WERTHEIMER: You know, despite the awful things this tiger did, I still found myself wanting to be on the side of the tiger.

Mr. VAILLANT: Well, the tiger is just trying to be a tiger, and that's something that, you know, I really came to respect and admire and appreciate about these animals, is they're really just trying to do what tigers do. And human beings don't necessarily even have to get in the way. You know, what's so fascinating to me about that region is that there are human beings and tigers hunting for the same prey in the same territory and they don't have conflicts.

If you make the mistake of attacking a tiger, especially a healthy male, as this one was, he'll come back at you. And, you know, a human being would do the same thing in many cases. And so the tiger's responses in a way are so understandable, so logical.

WERTHEIMER: What do you think might be the future of this Russian tiger, which seems to exist in a habitat which was very nearly perfect for it until man arrived?

Mr. VAILLANT: It's - I mean, this is a turning point, for sure. What gives me hope is that there are precedents for successful protection. The Russians have brought the Amur tiger back from the brink of extinction when the tiger was almost hunted out and was down to about 30 animals in the wild. They restored that population to almost 500 by the late 1980s and the incidents of poaching were reduced radically.

Now we've reached another turning point. A lot of the teams that were active in the '90s were disbanded; their funding has been cut, and conservation groups are now stepping in to fill the gap in terms of funding these inspection teams.

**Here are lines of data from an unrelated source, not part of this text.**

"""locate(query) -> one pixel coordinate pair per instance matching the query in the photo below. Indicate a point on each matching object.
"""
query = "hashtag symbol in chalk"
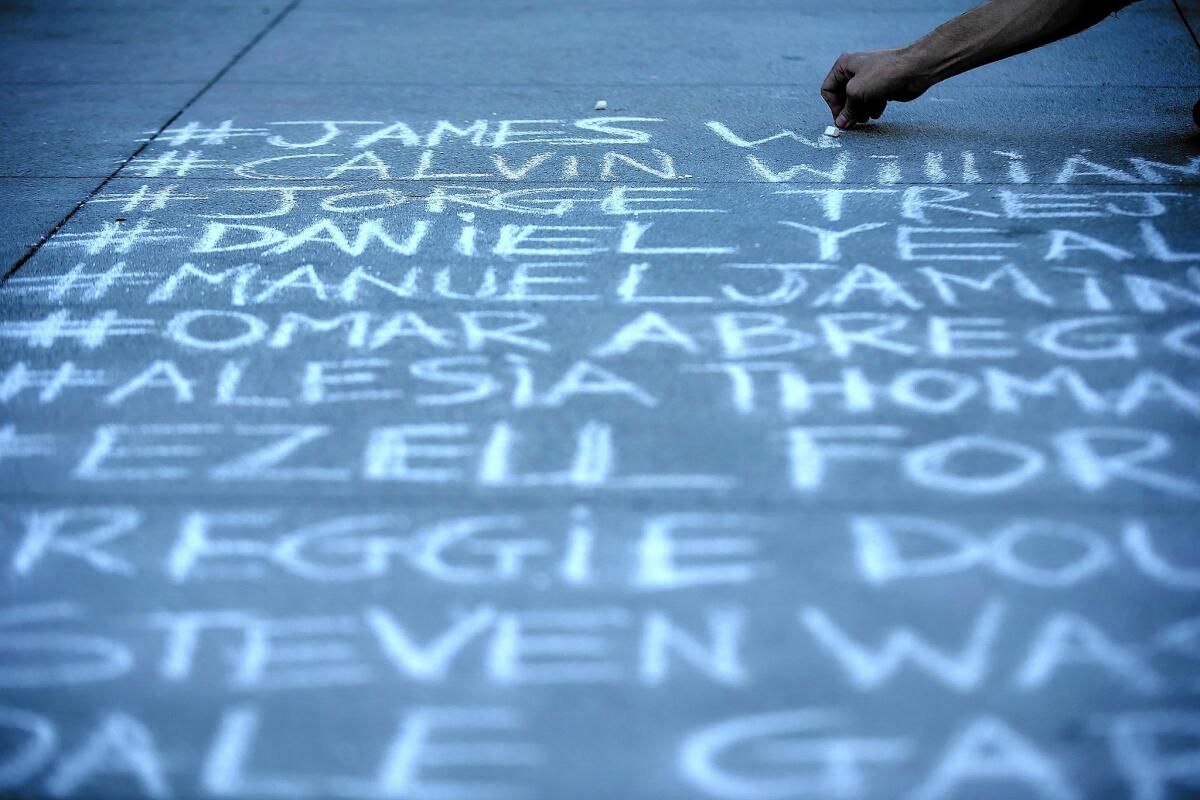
(23, 445)
(147, 198)
(196, 133)
(59, 325)
(115, 238)
(171, 164)
(19, 378)
(78, 283)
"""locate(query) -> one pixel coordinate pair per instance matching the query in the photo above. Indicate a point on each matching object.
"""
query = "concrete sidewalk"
(381, 420)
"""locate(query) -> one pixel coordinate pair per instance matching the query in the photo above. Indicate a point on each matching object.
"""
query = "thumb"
(855, 110)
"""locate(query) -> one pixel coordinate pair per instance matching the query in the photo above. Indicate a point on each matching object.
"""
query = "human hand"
(861, 84)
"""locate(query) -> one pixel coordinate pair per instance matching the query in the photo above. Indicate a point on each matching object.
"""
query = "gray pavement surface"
(379, 420)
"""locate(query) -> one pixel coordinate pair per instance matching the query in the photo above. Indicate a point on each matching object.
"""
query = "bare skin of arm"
(861, 84)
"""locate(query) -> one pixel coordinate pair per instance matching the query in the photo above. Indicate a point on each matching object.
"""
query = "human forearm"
(996, 30)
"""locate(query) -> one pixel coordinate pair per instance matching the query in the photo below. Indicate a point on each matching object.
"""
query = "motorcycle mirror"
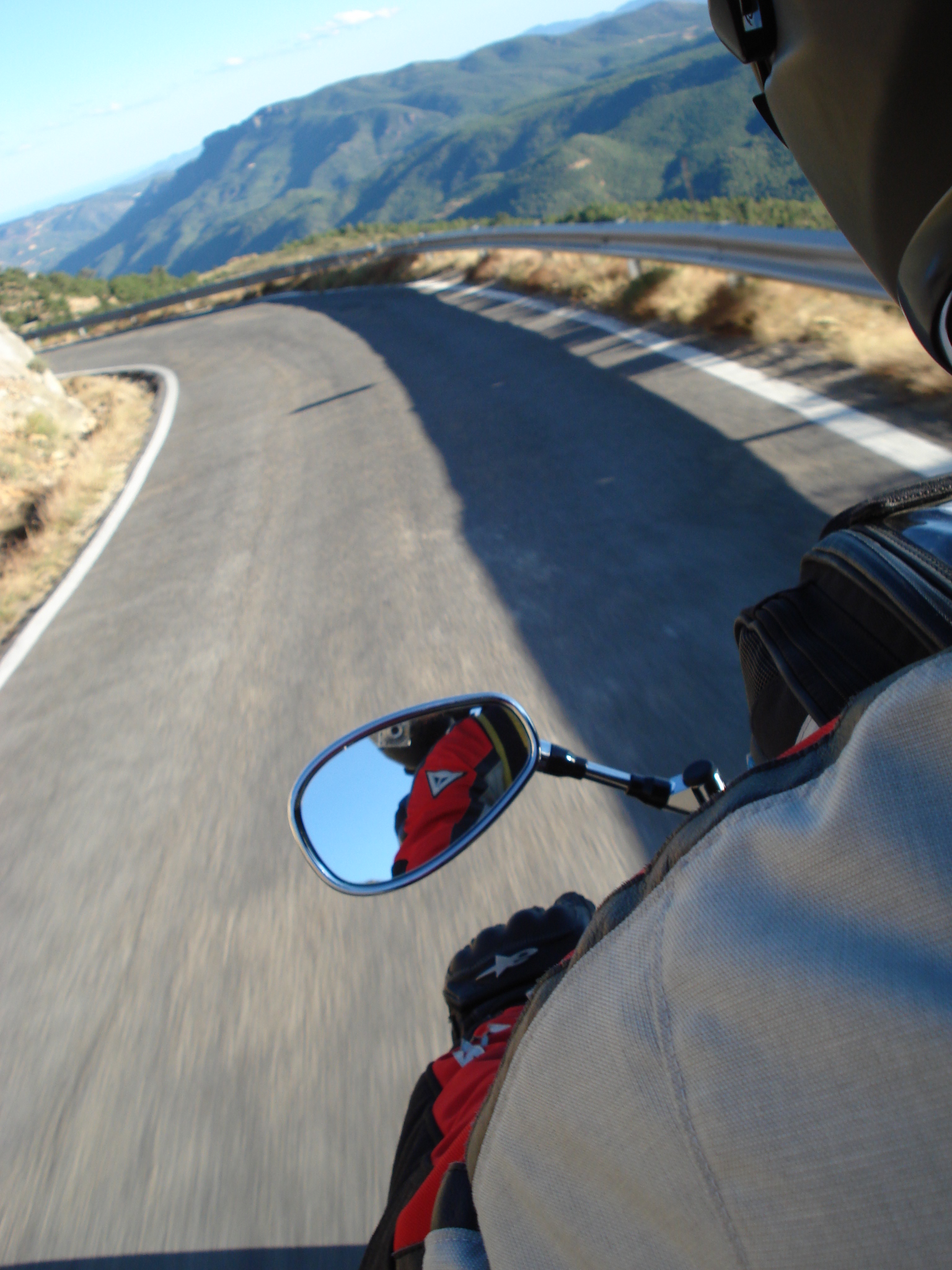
(399, 798)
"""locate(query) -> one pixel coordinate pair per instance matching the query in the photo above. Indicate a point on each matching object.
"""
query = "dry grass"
(55, 488)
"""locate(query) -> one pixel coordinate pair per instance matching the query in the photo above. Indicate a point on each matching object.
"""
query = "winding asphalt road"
(366, 499)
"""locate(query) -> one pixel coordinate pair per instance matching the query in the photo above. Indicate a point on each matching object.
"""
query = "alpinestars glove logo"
(507, 963)
(438, 781)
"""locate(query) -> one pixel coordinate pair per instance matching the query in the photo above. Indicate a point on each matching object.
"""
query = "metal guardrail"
(815, 258)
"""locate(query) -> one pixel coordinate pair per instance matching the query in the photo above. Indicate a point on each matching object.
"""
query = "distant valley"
(641, 106)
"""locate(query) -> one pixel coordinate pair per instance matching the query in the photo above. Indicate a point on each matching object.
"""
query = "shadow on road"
(624, 534)
(338, 397)
(338, 1256)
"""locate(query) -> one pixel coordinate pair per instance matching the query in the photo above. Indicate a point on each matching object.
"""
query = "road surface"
(366, 499)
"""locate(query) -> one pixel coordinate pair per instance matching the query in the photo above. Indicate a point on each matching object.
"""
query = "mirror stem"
(701, 779)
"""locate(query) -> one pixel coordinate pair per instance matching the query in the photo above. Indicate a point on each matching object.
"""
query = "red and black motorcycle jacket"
(487, 986)
(464, 775)
(437, 1127)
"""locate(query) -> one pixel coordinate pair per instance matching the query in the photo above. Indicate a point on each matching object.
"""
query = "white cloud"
(356, 17)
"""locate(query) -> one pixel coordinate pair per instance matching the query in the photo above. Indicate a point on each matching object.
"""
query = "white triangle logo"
(438, 781)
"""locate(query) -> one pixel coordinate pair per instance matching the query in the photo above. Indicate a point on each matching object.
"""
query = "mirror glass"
(385, 807)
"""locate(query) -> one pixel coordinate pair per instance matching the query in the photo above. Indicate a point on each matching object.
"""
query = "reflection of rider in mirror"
(461, 766)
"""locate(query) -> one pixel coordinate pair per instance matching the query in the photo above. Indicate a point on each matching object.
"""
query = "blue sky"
(94, 92)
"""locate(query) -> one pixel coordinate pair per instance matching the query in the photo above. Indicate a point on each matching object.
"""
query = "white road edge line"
(47, 611)
(896, 445)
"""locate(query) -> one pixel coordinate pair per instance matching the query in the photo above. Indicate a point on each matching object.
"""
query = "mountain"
(38, 242)
(640, 106)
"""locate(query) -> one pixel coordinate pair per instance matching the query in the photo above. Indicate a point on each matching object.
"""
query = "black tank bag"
(875, 595)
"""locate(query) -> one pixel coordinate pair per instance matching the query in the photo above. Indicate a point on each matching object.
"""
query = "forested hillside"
(645, 104)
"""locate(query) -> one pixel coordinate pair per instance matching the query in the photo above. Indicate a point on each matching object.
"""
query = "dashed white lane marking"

WERTHEIMER: Is there any place that you can go in the United States - I realize zoos are a poor substitute, but still - to see one of these creatures?

Mr. VAILLANT: Oh yeah, the Siberian/Amur tiger is a really popular zoo attraction, because they're so big, because they have such thick and lustrous fur. They're very, very beautiful animals and many zoos have them. Even behind bars and, you know, sitting on a fake rock, they're incredibly striking. And magnify that by a factor of 10 and you can get a sense of what it might be like to encounter one in the wild.

WERTHEIMER: John Vaillant, thank you so much.

Mr. VAILLANT: It's a pleasure to be on the show. Thank you.

WERTHEIMER: John Vaillant's book is called "The Tiger: A True Story of Vengeance and Survival."